Trump has hurled his ponderous bulk through wall after wall, Kool-Aid Man style, and once he leaves office, it’ll be up to the rest of us to repair those Trump-shaped holes. In order to do that, we need to fight to throw off the normalization of Trumpism now, even as it calcifies, while creating presidential reforms that prevent Trump-copycats or the next iteration of calamitous dumbness on a continuum that includes proto-Trumps such as George W. Bush and Sarah Palin, among many others.

I get it. It’s nearly impossible for us to fully absorb each travesty as it whizzes past our faces at ludicrous speed. Prioritizing and focusing upon what Trump does over what he merely says is always a smart idea, just as long as we never regard his tweets and obnoxious blurts as being irrelevant or normal. The president’s words matter, too. Yet at this point, regulating how the president talks is more a societal adjustment than a legislative one.

While the next Congress will hopefully launch hearings to introduce measures to pull back the reins on Article II executive powers based on the loopholes Trump has exposed — not unlike during the years after Watergate — Americans must also once again reject demagogues and populist political tourists like Trump. We have to stop mistaking “This guy has ideas!” or “This guy is just like me!” for “This guy should be president!”
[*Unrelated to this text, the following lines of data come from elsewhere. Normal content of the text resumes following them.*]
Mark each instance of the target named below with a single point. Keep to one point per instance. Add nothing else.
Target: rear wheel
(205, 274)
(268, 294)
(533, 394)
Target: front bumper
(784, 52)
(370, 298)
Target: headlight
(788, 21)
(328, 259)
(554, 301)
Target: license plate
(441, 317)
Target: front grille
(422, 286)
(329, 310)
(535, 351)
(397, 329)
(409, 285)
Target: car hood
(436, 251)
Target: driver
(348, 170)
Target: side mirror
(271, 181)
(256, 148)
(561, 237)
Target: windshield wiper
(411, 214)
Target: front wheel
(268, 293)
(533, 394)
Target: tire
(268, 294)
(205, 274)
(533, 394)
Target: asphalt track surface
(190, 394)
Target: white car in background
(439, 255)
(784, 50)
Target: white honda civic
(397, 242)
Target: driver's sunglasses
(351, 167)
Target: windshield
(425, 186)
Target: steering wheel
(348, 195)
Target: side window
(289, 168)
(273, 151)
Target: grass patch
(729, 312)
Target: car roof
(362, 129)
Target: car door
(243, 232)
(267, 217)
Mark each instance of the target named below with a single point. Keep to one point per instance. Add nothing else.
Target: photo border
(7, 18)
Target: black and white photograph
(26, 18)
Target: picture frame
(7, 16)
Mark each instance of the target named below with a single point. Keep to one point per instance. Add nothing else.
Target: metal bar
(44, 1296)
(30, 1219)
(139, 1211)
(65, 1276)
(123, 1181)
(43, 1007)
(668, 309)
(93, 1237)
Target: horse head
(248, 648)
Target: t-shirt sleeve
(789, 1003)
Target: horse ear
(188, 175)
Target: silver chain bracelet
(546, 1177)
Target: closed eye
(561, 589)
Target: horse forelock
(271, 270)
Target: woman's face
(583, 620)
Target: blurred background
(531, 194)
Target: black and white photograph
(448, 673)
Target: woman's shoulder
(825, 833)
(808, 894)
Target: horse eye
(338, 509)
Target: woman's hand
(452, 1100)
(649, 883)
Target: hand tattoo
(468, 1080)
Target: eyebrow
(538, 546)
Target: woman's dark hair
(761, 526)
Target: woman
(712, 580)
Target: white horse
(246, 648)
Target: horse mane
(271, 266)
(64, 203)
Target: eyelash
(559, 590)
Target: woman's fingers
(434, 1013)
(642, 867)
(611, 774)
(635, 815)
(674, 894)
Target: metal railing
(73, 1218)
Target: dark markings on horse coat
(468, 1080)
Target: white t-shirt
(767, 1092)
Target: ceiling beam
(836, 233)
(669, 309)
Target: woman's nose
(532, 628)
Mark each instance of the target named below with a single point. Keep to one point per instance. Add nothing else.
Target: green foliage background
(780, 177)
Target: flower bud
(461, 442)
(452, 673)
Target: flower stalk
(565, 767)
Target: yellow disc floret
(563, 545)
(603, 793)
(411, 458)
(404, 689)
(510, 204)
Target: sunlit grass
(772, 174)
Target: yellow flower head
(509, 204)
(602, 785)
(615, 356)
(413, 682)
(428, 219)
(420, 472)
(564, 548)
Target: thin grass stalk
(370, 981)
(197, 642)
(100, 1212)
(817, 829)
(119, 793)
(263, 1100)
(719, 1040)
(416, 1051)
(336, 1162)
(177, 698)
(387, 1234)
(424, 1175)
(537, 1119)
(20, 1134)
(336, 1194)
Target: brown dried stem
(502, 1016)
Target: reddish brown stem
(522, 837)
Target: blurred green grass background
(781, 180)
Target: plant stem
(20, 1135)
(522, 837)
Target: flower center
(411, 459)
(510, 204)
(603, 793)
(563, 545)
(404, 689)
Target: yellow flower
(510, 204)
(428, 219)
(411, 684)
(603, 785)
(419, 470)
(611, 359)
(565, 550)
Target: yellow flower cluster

It isn't that Trump has exploited loopholes.  It's that Trump has no business being in the Oval Office at all.  A toddler with a loaded shotgun is not exploiting loopholes in gun control laws; it's something that simply shouldn't happen, and when it does, you get the gun away from the toddler as quickly as possible, then hold the adults in the room responsible for what just happened.  Unfortunately, our Constitutional system doesn't work that way, because trying to design it so it does is trying to design it to save us from ourselves.  If you are determined to let a toddler have free access to loaded firearms, you are going to suffer the consequences; but society can act to prevent you from doing that, and make sure you suffer all the consequences of your actions that may be visited on others.  However, if the electorate is determined to elect a perfect idiot to the President, there is no institutional nor Constitutional system that can prevent it.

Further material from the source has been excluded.